Re: Distributed tests take a long time, and that's ok.

Posted by Darin Johnson <db...@gmail.com>.

Being pretty familiar with that section of the code base right now.  I
think a few things could be done.  Regardless I'm refactoring it for
submodules do it'll be easier to iterate these. The main place I'd start is
currently each platform test creates a new input, which means the querier
logic is repeated for the number of platforms tested - setting up the test
inputs once, running all platforms for that test and then tearing down the
inputs would be a start.


Maybe have all tests implement an interface like:

Public interface BaseTest {


public void createInputs(...);


public boolean checkOutputs(List results);

}


The a runner could do:

BaseTest myTest=new myTest()

myTest.createInputs(...)

For(responder:responders)

{

results = responder.runDistributedTest();

If(!myTest.checkResults(results) fail();

}


If nothing else it'd make adding tests easier.

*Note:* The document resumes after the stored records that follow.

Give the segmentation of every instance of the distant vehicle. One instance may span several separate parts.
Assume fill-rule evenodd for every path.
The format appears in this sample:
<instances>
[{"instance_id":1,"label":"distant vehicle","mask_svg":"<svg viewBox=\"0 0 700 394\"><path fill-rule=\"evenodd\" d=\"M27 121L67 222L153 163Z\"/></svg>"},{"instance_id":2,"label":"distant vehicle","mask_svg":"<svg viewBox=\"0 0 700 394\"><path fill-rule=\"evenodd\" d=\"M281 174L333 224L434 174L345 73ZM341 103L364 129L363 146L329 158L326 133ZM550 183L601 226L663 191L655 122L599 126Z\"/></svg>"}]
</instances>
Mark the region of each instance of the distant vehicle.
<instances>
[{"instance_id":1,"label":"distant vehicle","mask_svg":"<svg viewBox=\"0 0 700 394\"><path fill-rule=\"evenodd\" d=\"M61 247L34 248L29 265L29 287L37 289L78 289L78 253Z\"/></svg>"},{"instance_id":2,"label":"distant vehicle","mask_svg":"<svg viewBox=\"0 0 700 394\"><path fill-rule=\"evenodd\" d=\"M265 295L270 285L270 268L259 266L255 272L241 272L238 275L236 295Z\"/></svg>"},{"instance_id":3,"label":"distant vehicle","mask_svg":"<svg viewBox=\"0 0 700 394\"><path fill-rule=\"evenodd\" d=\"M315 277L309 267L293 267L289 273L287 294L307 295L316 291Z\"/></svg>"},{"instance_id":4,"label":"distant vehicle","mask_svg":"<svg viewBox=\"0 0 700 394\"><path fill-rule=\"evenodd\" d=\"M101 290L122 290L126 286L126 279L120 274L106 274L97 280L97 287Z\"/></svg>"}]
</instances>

On Oct 6, 2016 9:33 AM, "Walter Ray-Dulany" <ra...@apache.org> wrote:

> Tim Ellison noted in a recent email to the list (subject: [CANCEL] [VOTE]:
> Apache Pirk 0.2.0-incubating Realse) the following:
>
> > The distributed tests took a long time (~35mins IIRC), is that normal?
>
> I feel like noting this in a separate thread, and discussing it here, is
> worthwhile.
>
> The distributed tests *do* take a long time. The reason isn't because any
> one test is slow; indeed, most of the individual tests take only a handful
> of seconds. The slowness is because of the very large number of tests. This
> vast array of tests, upon inspection, can be seen to be caused by a very
> thorough testing of the large number of different actions that can be
> performed by Pirk and platforms it supports.
>
> I think this is ok. As an example of why this thorough testing is
> necessary, just yesterday, while finishing up PIRK-45, I ran into an error
> 15 minutes into the distributed tests. Without this thorough testing, that
> code would have made it to a PR yesterday night, and (without the
> distributed tests) it is likely no one would have caught it (it was a
> subtle "Spark has an ancient package on its classpath pre-empting a newer
> version I'd included, and the old package has a bug" error).
>